"Barbarzyństwo i bezprawie". Mocny apel Kingi Rusin podbija sieć
Dziennikarka od miesięcy aktywnie działa przeciwko prawu łowieckiemu. W mediach społecznościowych co rusz pojawiają się nowe wpisy, którymi uderza w myśliwych, ministra Szyszkę i resztę rządu, którzy jej zdaniem promują "barbarzyńskie" praktyki. Tym razem zamieściła wyjątkowo mocny wpis.
05.01.2018 18:14
Zalogowani mogą więcej
Możesz zapisać ten artykuł na później. Znajdziesz go potem na swoim koncie użytkownika
- NIE dla nowego prawa łowieckiego!!! NIE dla Rzeczypospolitej myśliwych!!! Nie dla krwawego hobby! Nie dla zabijania dzikich zwierząt, którego za chwilę nic już nie będzie w stanie ograniczyć! – zaczyna dziennikarka. Jej post w kilka minut trafił do ogromnej części internautów
- Chcą nam zabronić wchodzenia do lasów, żebyśmy nie mogli być świadkami barbarzyństwa i bezprawia, żebyśmy nie mogli tego nagłaśniać i protestować! Chcą wchodzić ze strzelbami na prywatne tereny nawet jeżeli ich właściciel jest przeciwny polowaniom! Chcą, pod pretekstem "zapobiegania epidemiom" polować na terenach Parków Narodowych! – podkreśla Rusin i pisze dalej:
- Grupka uprzywilejowanych posiadaczy broni, którzy nie muszą nawet regularnie przechodzić badań psychiatrycznych stanowi zagrożenie dla NASZEJ przyrody, ale też dla nas i naszego bezpieczeństwa! Im się wydaje, że są ponad prawem, gdzieś mają dziesiątki miliony sprzeciwiających się bestialskim polowaniom Polaków! Dzięki wpływowym poplecznikom takim jak Szyszko chcą zawłaszczyć dla siebie NASZE POLSKIE LASY i żyjącą w nich zwierzynę, chcą dla prymitywnej satysfakcji z zabijania, dla trofeów i krwawych zdjęć wybić teraz wszystko, co można, bo za chwilę nie będzie już czego zabijać! Nie pozwólmy im na to!!! Nie pozwólmy zamknąć sobie ust! Nie pozwólmy panoszyć się garstce "bonzów" tylko dlatego, że tak chcą i z nikim i niczym się nie liczą! Kim są Ci ludzie że mamy przed nimi uginać kolana!? Kim są że mamy im pozwolić zniszczyć NASZE POLSKIE DZIEDZICTWO PRZYRODNICZE! Polacy, powiedzmy głośno NIE!!!! Są nas miliony a ich tylko tysiące! (pisownia oryginalna).

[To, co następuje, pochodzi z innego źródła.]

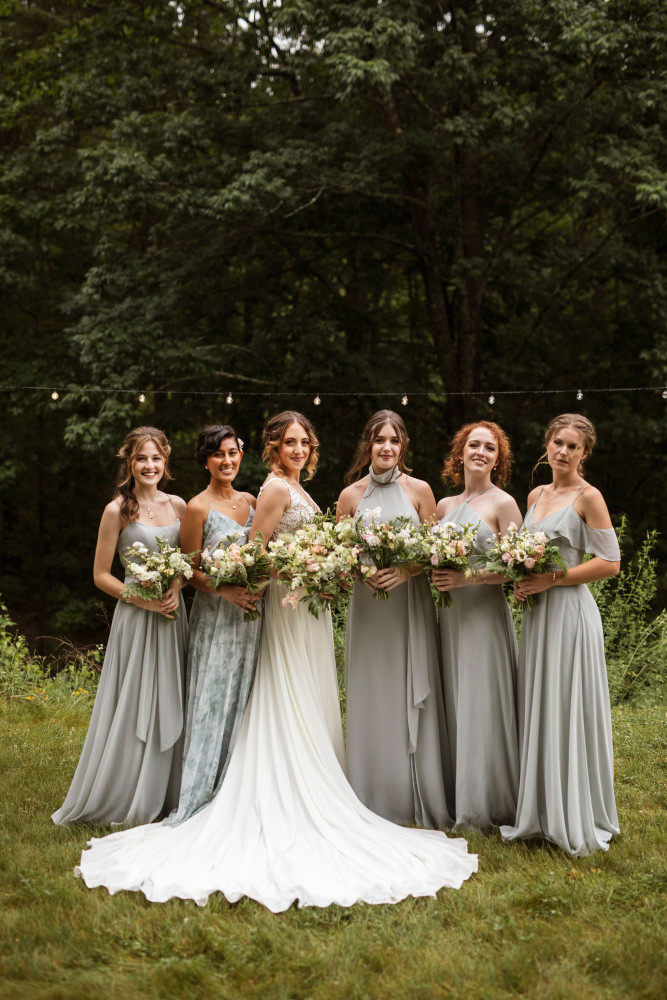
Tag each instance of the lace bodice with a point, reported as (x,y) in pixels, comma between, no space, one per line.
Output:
(299,512)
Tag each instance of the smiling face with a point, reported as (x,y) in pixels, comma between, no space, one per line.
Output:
(480,451)
(293,450)
(385,448)
(223,463)
(566,448)
(148,464)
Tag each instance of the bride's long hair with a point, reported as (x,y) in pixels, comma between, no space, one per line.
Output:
(132,445)
(373,427)
(274,432)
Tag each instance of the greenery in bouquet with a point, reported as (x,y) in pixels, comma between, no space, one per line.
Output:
(380,544)
(518,552)
(317,564)
(246,565)
(447,545)
(154,572)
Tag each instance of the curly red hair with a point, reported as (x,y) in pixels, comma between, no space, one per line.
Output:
(453,468)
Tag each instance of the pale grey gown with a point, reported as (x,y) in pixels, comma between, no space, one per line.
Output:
(130,766)
(566,791)
(284,826)
(479,670)
(222,655)
(398,757)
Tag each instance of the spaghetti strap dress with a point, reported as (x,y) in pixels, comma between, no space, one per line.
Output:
(566,790)
(397,746)
(222,655)
(285,826)
(479,670)
(130,767)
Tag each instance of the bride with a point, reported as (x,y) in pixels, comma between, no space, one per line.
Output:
(285,825)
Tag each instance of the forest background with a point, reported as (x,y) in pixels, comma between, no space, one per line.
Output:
(358,200)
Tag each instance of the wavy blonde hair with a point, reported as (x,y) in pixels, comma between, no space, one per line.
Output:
(132,445)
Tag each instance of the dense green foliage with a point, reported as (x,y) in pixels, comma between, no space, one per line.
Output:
(307,196)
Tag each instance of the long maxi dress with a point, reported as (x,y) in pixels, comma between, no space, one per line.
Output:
(222,655)
(285,825)
(566,791)
(396,731)
(130,766)
(479,669)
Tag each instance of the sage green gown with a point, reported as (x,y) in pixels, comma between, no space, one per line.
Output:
(130,766)
(566,790)
(222,656)
(479,671)
(398,757)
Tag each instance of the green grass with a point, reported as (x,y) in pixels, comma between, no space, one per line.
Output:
(532,923)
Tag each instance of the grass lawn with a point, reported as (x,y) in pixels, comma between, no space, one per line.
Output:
(532,923)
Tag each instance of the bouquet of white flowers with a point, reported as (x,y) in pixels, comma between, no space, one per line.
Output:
(380,544)
(239,565)
(444,546)
(315,563)
(520,551)
(154,572)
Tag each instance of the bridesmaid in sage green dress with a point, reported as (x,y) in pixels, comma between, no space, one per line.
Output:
(397,751)
(223,647)
(566,789)
(479,651)
(130,766)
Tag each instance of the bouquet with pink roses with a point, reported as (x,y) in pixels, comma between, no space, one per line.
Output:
(518,552)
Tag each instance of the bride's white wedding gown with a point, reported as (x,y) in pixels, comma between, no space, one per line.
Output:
(285,825)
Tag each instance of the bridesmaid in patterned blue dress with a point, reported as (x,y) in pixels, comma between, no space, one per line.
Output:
(223,647)
(566,789)
(130,766)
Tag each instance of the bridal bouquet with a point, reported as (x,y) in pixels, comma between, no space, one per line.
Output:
(244,565)
(518,552)
(154,572)
(444,546)
(380,544)
(316,563)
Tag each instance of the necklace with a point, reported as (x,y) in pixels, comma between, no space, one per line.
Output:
(468,499)
(149,509)
(228,500)
(562,493)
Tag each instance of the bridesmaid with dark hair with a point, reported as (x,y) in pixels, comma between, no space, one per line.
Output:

Zapowiadane zmiany w prawie łowieckim budzą ogromne kontrowersje. Jak zdążyli już ocenić eksperci i dziennikarze, myśliwi będą mogli wyprosić spacerowicza z lasu. Jeśli odmówi, zapłaci grzywnę. O nowym prawie pisze na portalu wyborcza.pl Adam Wajrak. Przepis, dający władzę myśliwym nad polami i lasami - jak pisze autor tekstu - "sprytnie przepchnięto schowany w specustawie dotyczącej zwalczania chorób zakaźnych u zwierząt".
"Ustawa znowelizowała prawo łowieckie w artykule dotyczącym czynów zabronionych - został tam dodany jeden malutki, ale bardzo znaczący punkt" - pisze Wajrak. O co chodzi? O artykuł 2 ustawy, w którym dopisano możliwość karania grzywną osoby, która "umyślnie utrudnia lub uniemożliwia wykonywanie polowania”.
"Przepis ten dotknie nie tylko wojujących przeciwników łowiectwa. Będzie mógł być wykorzystany przeciwko każdemu z nas. Co prawda jest w nim zapisane, że przeszkadzanie musi być umyślne, ale przecież wystarczy, że myśliwy poinformuje spacerowicza lub grzybiarza, że właśnie poluje, i od tej chwili już spacerowanie lub zbieranie grzybów będzie umyślnym przeszkadzaniem" - dowodzi Adam Wajrak.
"NIE dla Rzeczpospolitej Myśliwskiej" powiedziała także Maja Ostaszewska.